Kim Witczak, PDAC client consultant and co-founder of Woodymatters, a drug security advocacy group primarily based in Minneapolis, offered the lone no vote.
“I do not assume that the info demonstrated outweighs the hazards of an antipsychotic,” Witczak mentioned. “I do agree that it’s an unmet want, and I hope I am confirmed improper in time. However with this restricted quantity [of data], I am not prepared to vote sure for this product.”
Advisors highlighted an absence of choices of evidence-based remedy for AAD and present reliance on off-label antipsychotics for these sufferers. They agreed brexpiprazole wouldn’t be applicable for folks with gentle signs and emphasised the remedy additionally wouldn’t be applicable for sufferers with extreme signs of agitation. Nevertheless, they stopped in need of recommending a selected affected person inhabitants due to the dearth of obtainable information.
Brexpiprazole at present is accepted for treating main depressive dysfunction (MDD) and schizophrenia. In 2005, the FDA issued a boxed warning for all atypical antipsychotics after a scientific meta-analysis confirmed aged sufferers with dementia who obtained antipsychotic remedy skilled a 70% elevated threat of loss of life.
Throughout Friday’s advisory committee assembly, the drug’s sponsors introduced information on the security and efficacy profile of brexpiprazole primarily based on part III research, a post-treatment observational research, and an open-label extension security research.
Brexpiprazole’s efficacy was supported by information from three part III research, two of which confirmed that over a 12-week remedy interval, the drug had a statistically vital remedy impact in lowering agitation, primarily based on the Cohen Mansfield Agitation Stock (CMAI).

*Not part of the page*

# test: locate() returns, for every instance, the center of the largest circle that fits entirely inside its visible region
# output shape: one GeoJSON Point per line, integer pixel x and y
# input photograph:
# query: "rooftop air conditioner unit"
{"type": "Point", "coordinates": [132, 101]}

Nevertheless, the third research discovered that flexible-dose brexpiprazole didn’t obtain statistical vital impact within the imply change from baseline CMAI agitation rating at 12 weeks. Put up-hoc exploratory analyses discovered numerical enchancment in members’ response and tolerability with brexpiprazole in contrast with placebo in a subgroup of people who obtained a titrated dose from 0.25 mg to 2 mg/day over 4 weeks.
Brexpiprazole’s security profile was just like the remedy’s use in adults with schizophrenia and MDD.
Issues about elevated mortality had been primarily based on 9 deaths that occurred through the part III research. Of these deaths, eight occurred amongst members who obtained brexpiprazole (1.2%; n=655) and one occurred in a affected person who obtained placebo (0.26%; n=388). The general incident fee ratio was 4.16 (95% CI 0.51-33.83).
The FDA advisory committees expressed concern over the elevated mortality threat, and questioned the dearth of a confirmed goal remedy group past a broad group of sufferers between the ages of 55-90 who’ve Alzheimer’s dementia and will expertise agitation.
“Proper now, there isn’t any commonplace of care,” famous PCNS panelist David Weisman, MD, of the Abington Neurologic Associates Scientific Analysis Heart in Pennsylvania. “So there’s this witch’s brew of each medicine, each intervention that you can think about getting used … It is a mess.”
“That is an unmet want,” he added. “Whom would this profit? It will profit agitated folks as a result of the options are so unhealthy.”
The FDA is just not required to observe the suggestions of its advisory committees, but it surely typically does. If accepted, brexpiprazole can be the primary drug indicated for AAD.